Why Study English?
Students often wonder why English matters when today's technology allows for the quick check of spelling and grammar with the click of a button. The obvious answer might be that this quick check is not always accurate and learning how to spell and write correctly are necessary skills no matter what your field of study. However, English is also more than just spelling and grammar. In an English class, not only will your instructors teach you how to write a fluid essay but also how to think critically, conduct research, and, yes, how to write grammatically correct sentences. In literature courses, you'll be exposed to diverse cultures, writers, and thinkers. In creative writing classes, you'll tap into your imaginative skills and construct original works of poetry, creative non-fiction, and fiction. In technical writing courses, you'll learn how to communicate succinctly and effectively in situations specifically related to the workplace. At Clark, you can even enroll in a class that will allow you to take part in the publication of an award-winning magazine.
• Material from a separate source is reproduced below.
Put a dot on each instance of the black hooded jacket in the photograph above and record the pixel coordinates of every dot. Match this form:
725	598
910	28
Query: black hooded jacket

All of Clark's English classes can lead towards further study at a four-year university or meaningful employment. English majors go on to work in many diverse areas including writing/editing, education, publishing, advertising, public relations, business, and law. Beyond these areas, having the ability to write well and think critically is something employers today demand. In fact a recent report by the AACU (The Association of American Colleges and Universities) finds that "When it comes to the types of skills and knowledge that employers feel are most important to workplace success, large majorities of employers do NOT feel that recent college graduates are well prepared. This is particularly the case for applying knowledge and skills in real-world settings, critical thinking skills, and written and oral communication skills." These are exactly the kind of skills you will gain in English classes!
English majors are a versatile group and have the skills to work in many different industries. Just look at this list of some famous English majors:
- Steven Spielberg, film director
- Sally Ride, astronaut
- Conan O’Brien, comedian and entertainer
- Barbara Walters, journalist and TV executive
- Bob Woodward, journalist who broke the Watergate story
- Paul Newman, actor, food entrepreneur, and philanthropist
- Michael Eisner, former CEO of Disney
- Judy McGrath, former CEO of MTV
- Anne Mulcahy, former CEO of Xerox
- Andrea Jung, former CEO of Avon cosmetics
- Grant Tinker, former CEO of NBC
- Bartlett Giamatti, former Commissioner of Major League Baseball and President of Yale University
- Sting, singer and entertainer
- Clarence Thomas, Supreme Court Justice
- Mario Cuomo, former Governor of New York
- Pete Wilson, former Governor of California
- Hank Paulson, CEO of Goldman Sachs and former U.S. Secretary of the Treasury
- Carol Brownder, former EPA Director
- Harold Varmus, Nobel Laureate in Medicine
Interested in more information about careers for English majors? Go to the Clark Career Exploration and Investigation page or take a look at the information below:
Many English majors go onto careers as primary or secondary education teachers, jobs which require at least a B.A. degree. However, there are also other options in the educational field. English majors can work as tutors and as educational administrators. Some may travel abroad and teach English as a second language (ESL); others may work locally at museums or non-project organizations. With an advanced degree, you can teach at a community college or university.
Employers: Public schools, private schools, colleges and universities, language institutes, libraries, museums, private learning centers, test preparation organizations, and non-profit organizations.
Relevant Clark Courses: Any English course; in fact, you would be wise to take as many as you can from our diverse array of offerings of literature, composition, and creative writing. Keep in mind that literature and creative writing courses count as Humanities credit.
As a writer or an editor, your options are many, whether you want to work as freelancer or for a specific employer. Being a writer or editor isn't just about working on a book, but can involve a variety of other writing opportunities at specific companies and organizations.
On the other side of writing is the publication of works, and within this area, there are opportunities to be involved in advertising, sales, circulation, production, publicity, promotion, and more.
Employers: Trade publishing, specific interest magazines, association magazines, Sunday newspaper supplements, educational publishing, religious books and magazines, professional and scholarly publishing, university presses, independent publishers, e-books and audio-books.
Relevant Clark Courses: Creative writing and literature courses--especially English 277: Introduction to Literary Publication--and English 160: Writing for the Web.
Advertising and Public Relations
From copywriting, art direction, account management, and more, strong writing, critical thikning, and research skills are a must in this field. In both advertising and public relations, messages must be conveyed clearly and with creativity in order to catch the public's attention.
As you can see from the list of famous English majors above, there are many who have had successful careers in business. Like these other fields, the options are many, whether you want to work in management, sales, marketing, human resources, or insurance (claims and underwriting). In all cases, understanding how to convey your point clearly and persuasively (remember those argument papers in English 101 and 102) will be important.
Of course, to become a lawyer requires an advanced law degree, but many lawyers start their path as English majors, where they hone their writing, critical thinking, and research skills.